LA MECQUE, 7 août (Le Parisien Matin) – L’Arabie saoudite, la Turquie et le Pakistan ont signé le 7 août l’Accord conjoint de défense de La Mecque, créant un dispositif trilatéral de défense collective.
Le texte stipula qu’une attaque armée contre l’un des trois États serait considérée comme dirigée contre les trois.
Il prolongea le pacte mutuel conclu entre Riyad et Islamabad en septembre 2025 et intervint dans un contexte de conflits régionaux, de tirs de missiles et de drones, d’insécurité sur les routes du Golfe et de la mer Rouge et de doutes sur les garanties de sécurité au Moyen-Orient.
Une clause de défense collective
Le cœur de l’annonce fut la clause de défense collective. Le dispositif reposa sur le principe qu’ « une attaque armée contre l’un des trois États sera traitée comme une attaque contre tous », Selon Pakistan Ministry of Foreign Affairs.
La formule rappela l’article 5 du Traité de l’Atlantique Nord. Elle ne créa pas pour autant une organisation comparable à l’OTAN. Un engagement mutuel ne constitua pas une alliance structurée avec commandement intégré.
Les trois États ne purent pas élargir par traité les cas autorisant le recours à la force. L’article 2(4) de la Charte des Nations unies prohiba la menace ou l’emploi de la force, tandis que l’article 51 préserva le droit de légitime défense lorsque ses conditions furent réunies.

L’héritage du pacte saoudo-pakistanais
L’accord ne partit pas de rien. Riyad et Islamabad entretinrent depuis des décennies une coopération faite de formation, d’exercices conjoints et de présence de personnels pakistanais dans le Royaume.
Son statut changea le 17 septembre 2025 avec l’Accord stratégique de défense mutuelle.
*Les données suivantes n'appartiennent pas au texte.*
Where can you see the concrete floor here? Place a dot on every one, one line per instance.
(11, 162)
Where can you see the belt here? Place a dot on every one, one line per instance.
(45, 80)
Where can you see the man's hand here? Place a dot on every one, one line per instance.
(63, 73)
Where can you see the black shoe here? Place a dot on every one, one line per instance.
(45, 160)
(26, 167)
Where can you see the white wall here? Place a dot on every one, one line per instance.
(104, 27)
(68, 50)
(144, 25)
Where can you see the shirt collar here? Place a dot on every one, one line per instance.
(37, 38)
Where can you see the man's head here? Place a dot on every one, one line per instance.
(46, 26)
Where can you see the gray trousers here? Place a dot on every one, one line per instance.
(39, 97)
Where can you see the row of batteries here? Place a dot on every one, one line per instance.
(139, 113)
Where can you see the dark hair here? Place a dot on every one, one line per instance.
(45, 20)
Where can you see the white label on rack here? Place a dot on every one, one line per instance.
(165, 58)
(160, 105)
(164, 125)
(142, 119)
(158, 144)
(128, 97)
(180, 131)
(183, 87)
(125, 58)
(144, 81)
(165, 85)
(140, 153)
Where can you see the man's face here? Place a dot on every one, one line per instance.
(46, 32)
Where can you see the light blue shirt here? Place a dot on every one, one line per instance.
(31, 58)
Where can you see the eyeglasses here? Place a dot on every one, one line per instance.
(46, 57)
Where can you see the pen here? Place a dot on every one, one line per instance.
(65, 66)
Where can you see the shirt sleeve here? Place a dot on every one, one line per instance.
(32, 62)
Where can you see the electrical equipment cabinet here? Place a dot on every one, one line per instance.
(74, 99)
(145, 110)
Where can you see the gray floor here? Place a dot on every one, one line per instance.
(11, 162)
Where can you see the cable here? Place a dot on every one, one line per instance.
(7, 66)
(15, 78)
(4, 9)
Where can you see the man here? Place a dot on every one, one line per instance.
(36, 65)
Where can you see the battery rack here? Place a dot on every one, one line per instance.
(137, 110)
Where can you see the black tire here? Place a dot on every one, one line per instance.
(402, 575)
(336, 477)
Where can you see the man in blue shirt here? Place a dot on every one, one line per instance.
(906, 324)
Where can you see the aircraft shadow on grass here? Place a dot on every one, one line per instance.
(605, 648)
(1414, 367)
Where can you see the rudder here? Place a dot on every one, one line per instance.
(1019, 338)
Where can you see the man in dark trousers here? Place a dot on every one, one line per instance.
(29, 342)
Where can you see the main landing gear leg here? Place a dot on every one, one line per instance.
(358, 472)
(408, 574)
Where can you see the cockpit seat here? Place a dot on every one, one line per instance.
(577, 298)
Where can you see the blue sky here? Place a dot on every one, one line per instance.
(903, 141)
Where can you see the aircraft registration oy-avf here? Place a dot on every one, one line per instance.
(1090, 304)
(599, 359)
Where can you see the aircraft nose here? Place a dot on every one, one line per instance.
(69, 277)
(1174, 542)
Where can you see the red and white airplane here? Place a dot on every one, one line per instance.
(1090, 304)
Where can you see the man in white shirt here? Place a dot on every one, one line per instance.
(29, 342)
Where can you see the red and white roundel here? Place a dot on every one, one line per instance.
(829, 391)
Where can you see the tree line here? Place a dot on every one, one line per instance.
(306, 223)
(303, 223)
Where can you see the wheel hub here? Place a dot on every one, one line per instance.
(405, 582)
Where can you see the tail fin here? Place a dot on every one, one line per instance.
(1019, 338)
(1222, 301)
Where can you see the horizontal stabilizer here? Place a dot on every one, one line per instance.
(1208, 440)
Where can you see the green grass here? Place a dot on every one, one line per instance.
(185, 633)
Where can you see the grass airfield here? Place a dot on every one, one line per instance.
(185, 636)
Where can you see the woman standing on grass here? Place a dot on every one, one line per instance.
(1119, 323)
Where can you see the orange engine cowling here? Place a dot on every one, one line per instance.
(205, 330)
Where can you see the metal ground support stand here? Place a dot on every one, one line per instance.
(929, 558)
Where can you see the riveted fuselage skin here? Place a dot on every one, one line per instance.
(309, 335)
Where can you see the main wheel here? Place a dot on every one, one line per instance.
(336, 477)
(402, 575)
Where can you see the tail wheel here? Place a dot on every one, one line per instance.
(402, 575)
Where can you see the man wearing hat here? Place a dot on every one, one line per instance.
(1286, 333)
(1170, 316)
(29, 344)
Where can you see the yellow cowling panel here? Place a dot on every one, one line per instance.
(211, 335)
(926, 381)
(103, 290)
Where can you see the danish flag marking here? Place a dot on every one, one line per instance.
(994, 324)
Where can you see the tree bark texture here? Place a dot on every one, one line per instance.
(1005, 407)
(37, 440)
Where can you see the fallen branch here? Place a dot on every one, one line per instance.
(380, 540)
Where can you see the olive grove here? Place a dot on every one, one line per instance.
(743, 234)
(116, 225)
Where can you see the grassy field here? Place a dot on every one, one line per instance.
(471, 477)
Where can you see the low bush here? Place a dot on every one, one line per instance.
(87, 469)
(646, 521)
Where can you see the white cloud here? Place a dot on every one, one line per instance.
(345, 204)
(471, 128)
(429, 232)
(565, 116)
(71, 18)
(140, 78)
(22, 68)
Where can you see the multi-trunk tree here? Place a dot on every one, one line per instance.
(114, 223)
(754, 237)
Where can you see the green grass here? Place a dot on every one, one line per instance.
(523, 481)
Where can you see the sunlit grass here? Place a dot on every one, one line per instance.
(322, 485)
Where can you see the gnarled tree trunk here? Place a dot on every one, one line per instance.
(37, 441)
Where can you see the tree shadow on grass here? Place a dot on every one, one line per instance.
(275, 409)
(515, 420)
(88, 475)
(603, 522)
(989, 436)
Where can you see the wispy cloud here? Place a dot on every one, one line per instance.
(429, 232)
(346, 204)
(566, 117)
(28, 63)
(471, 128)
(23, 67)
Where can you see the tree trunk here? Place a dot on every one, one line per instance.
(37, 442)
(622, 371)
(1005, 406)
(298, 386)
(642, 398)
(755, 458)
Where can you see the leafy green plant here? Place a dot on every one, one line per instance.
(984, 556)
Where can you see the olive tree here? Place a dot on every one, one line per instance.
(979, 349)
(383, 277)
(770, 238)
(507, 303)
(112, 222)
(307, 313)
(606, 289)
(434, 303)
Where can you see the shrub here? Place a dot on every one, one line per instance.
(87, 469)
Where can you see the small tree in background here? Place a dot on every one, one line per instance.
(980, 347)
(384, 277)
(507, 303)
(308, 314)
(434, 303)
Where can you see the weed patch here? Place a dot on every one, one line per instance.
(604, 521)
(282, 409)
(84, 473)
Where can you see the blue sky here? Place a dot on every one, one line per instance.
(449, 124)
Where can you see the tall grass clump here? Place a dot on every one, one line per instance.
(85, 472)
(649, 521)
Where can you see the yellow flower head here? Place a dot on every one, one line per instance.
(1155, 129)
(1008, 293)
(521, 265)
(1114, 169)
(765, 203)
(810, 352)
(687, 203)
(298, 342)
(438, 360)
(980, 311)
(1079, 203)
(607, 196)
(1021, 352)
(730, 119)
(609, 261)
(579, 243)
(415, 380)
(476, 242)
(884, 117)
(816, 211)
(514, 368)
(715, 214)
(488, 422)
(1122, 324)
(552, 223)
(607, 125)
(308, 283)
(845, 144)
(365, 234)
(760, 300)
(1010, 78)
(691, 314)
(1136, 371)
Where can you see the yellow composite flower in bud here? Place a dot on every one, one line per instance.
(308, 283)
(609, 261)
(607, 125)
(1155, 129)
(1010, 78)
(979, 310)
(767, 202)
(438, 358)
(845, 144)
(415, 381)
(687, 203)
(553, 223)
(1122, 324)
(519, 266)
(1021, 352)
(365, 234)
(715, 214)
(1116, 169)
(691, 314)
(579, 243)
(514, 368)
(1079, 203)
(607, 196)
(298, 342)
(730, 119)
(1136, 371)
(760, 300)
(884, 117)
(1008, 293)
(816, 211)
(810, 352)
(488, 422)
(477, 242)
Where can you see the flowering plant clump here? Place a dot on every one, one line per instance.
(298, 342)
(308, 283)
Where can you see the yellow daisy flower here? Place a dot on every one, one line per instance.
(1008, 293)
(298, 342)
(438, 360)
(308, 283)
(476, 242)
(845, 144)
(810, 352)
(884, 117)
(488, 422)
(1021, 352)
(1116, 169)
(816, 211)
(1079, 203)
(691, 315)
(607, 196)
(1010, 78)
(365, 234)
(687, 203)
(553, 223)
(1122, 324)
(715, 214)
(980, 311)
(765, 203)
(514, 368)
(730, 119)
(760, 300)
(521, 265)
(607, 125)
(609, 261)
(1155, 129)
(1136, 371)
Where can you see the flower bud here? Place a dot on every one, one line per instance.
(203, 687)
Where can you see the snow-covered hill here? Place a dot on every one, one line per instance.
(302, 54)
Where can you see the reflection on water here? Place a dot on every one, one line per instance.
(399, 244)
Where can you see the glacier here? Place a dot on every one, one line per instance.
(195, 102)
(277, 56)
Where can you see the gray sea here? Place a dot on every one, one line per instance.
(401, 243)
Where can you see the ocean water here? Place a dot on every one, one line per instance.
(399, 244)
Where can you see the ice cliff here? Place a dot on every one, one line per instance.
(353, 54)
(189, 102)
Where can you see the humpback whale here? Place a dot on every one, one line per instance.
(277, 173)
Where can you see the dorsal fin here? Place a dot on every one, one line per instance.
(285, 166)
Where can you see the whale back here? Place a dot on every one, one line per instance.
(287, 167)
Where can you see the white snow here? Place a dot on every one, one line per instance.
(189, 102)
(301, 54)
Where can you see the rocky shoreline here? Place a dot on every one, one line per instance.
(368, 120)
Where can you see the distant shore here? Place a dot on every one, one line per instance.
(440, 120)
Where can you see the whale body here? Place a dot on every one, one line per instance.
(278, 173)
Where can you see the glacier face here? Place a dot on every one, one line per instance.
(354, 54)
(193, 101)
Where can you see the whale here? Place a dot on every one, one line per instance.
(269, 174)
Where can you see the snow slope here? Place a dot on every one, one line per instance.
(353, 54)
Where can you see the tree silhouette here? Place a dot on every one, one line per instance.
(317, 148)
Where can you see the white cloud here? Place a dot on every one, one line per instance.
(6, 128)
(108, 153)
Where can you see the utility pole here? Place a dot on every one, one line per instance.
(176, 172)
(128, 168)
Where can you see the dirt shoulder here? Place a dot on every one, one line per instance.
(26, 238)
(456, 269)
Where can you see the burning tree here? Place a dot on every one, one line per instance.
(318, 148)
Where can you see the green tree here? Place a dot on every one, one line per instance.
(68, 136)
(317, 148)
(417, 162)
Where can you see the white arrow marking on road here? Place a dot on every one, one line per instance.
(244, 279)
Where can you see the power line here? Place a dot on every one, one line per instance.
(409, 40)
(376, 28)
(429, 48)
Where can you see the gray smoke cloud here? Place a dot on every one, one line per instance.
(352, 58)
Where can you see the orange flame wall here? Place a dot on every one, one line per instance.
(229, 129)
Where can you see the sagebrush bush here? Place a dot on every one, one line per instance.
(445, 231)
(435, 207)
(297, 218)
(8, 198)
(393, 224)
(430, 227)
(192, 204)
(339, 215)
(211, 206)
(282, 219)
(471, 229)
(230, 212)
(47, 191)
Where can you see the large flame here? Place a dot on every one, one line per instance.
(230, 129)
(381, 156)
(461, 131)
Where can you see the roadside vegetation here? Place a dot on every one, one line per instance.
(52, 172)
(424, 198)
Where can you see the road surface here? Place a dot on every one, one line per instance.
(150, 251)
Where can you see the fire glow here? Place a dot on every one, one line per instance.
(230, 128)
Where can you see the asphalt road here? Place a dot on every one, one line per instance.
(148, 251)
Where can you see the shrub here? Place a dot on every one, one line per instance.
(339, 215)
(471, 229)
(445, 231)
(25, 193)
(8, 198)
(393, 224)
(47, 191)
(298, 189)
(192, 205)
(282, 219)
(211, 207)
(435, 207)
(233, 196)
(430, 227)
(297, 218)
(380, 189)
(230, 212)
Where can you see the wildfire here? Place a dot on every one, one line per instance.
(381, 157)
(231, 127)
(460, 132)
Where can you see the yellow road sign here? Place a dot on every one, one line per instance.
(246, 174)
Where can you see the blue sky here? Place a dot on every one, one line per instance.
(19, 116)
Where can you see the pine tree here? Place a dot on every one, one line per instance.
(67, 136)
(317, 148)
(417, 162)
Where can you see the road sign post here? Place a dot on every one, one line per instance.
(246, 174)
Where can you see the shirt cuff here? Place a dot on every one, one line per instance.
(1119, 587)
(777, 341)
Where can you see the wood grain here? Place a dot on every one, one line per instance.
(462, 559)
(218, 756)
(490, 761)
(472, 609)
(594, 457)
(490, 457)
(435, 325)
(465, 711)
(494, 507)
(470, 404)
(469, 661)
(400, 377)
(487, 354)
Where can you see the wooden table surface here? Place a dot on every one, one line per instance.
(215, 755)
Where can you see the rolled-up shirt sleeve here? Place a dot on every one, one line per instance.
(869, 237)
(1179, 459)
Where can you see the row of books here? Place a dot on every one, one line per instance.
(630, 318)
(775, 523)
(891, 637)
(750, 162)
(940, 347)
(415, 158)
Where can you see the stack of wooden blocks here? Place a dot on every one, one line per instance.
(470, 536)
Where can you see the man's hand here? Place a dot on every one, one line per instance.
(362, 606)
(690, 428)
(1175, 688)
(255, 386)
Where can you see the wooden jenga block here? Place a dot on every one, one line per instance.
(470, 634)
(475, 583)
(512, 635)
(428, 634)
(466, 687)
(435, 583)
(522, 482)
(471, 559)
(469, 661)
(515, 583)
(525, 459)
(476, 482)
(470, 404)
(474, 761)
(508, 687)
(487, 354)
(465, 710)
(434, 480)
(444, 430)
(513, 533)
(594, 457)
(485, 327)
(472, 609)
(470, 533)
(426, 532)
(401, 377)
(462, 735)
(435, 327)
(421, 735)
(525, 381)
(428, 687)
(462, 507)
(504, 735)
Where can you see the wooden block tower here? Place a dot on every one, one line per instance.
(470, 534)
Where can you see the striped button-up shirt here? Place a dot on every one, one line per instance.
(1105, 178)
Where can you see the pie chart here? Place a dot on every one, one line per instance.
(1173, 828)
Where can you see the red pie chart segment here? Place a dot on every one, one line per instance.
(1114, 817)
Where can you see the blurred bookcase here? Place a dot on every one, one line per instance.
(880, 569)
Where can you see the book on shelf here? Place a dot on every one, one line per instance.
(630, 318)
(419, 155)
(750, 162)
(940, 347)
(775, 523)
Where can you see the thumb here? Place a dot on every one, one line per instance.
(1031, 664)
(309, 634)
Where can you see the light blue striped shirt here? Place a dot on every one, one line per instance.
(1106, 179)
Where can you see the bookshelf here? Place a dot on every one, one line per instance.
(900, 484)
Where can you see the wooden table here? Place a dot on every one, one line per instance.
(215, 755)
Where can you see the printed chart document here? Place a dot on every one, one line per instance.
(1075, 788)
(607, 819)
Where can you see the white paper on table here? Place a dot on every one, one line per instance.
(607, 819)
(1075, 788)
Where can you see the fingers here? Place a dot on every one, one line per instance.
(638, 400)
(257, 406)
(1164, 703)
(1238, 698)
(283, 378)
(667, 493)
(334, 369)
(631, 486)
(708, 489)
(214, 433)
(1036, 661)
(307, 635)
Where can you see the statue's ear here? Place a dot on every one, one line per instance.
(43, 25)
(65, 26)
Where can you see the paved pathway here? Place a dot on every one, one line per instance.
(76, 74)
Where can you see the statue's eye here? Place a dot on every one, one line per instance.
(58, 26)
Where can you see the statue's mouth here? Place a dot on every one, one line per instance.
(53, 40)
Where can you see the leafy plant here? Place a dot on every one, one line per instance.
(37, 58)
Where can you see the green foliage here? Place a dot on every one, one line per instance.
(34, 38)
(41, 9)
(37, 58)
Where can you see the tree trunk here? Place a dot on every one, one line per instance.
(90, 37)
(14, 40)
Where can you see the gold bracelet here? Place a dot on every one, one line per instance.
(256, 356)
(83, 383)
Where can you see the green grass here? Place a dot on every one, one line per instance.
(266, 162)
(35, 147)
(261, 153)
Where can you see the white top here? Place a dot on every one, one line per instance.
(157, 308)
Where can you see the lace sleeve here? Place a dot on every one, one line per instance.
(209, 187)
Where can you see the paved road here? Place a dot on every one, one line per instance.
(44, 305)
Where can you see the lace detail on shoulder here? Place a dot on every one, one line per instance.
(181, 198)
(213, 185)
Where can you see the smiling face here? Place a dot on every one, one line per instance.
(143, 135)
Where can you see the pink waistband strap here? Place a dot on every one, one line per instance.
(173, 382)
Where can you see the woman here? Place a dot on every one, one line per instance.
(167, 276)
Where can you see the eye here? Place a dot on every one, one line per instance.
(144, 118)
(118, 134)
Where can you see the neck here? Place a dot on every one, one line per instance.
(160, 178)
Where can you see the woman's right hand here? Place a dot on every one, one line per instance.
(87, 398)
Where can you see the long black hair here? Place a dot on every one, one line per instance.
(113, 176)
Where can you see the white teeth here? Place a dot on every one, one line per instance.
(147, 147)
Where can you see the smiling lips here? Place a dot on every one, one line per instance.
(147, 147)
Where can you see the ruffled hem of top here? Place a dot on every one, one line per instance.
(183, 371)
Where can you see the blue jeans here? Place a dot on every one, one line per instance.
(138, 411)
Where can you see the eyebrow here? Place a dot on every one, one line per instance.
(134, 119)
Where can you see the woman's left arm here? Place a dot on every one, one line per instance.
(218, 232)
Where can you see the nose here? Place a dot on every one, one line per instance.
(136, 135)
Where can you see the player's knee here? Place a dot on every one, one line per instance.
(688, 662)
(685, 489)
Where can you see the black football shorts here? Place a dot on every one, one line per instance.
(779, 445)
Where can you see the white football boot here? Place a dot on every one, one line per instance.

Le communiqué déclara qu’
« une agression contre l’un des deux pays serait considérée comme une agression contre les deux »
Selon Pakistan Ministry of Foreign Affairs, et présenta le texte comme,
« renforçant la dissuasion conjointe ».
Cette formulation introduisit un principe explicite de défense mutuelle. L’engagement resta opérationnel en 2026 et servit de socle au nouvel arrangement trilatéral.
La Turquie apporta un pilier complémentaire. Ankara et Islamabad menèrent des exercices réguliers et coopérèrent dans le naval, l’aérien et la guerre électronique. Riyad et Ankara resserrèrent leurs liens industriels autour des drones.
Les obligations croisées de la Turquie
La participation turque ajouta un poids stratégique et une complexité juridique. La Turquie demeura membre de l’OTAN et liée par le Traité de l’Atlantique Nord.
L’article 5 ne l’obligea pas automatiquement à entrer en guerre, chaque allié prenant les mesures qu’il jugea nécessaires. L’article 6 limita sa portée géographique, de sorte que l’accord de La Mecque n’étendit pas la protection atlantique à Riyad ou Islamabad.
L’article 8 disposa que les membres ne contracteraient pas d’engagements en contradiction avec le traité. La Turquie présenta le nouvel arrangement comme compatible avec ses engagements existants, comme l’a rapporté Reuters.
Une demande d’assistance hors cadre de l’article 5 ne créa pas en soi de conflit de traités. Le risque serait apparu si le pacte avait exigé d’Ankara une action incompatible avec ses obligations atlantiques ou avec la Charte.

La question nucléaire
L’identité des parties souleva une autre interrogation. Le Pakistan posséda l’arme nucléaire sans être partie au Traité sur la non-prolifération. L’Arabie saoudite et la Turquie furent parties au TNP comme États non dotés.
Aucun élément public n’établit que le Pakistan se soit engagé à employer ou menacer d’employer l’arme nucléaire pour ses partenaires. Le texte confirmé décrivit un engagement défensif sans disposition nucléaire identifiée.
La détention pakistanaise put peser dans le calcul d’un adversaire, sans constituer une garantie juridique. L’assistance put recouvrir du renseignement, de la défense aérienne ou de la logistique.
Sur le plan du TNP, l’article II interdirait tout transfert d’armes nucléaires ou de leur contrôle vers un État non doté. Aucune information n’indiqua un tel transfert.
Un texte encore partiel
Le bilan public resta incomplet. L’annonce confirma l’engagement collectif, mais le texte intégral et les obligations militaires détaillées ne furent pas rendus publics, selon Pakistan Ministry of Foreign Affairs et Reuters.
Il fut impossible de déterminer si l’assistance fut automatique, quelles formes elle dut prendre, comment l’accord définit une attaque armée ou quelles limites territoriales s’appliquèrent. Aucune structure de commandement intégrée, aucun conseil politique permanent et aucun mécanisme public d’adhésion ne furent démontrés.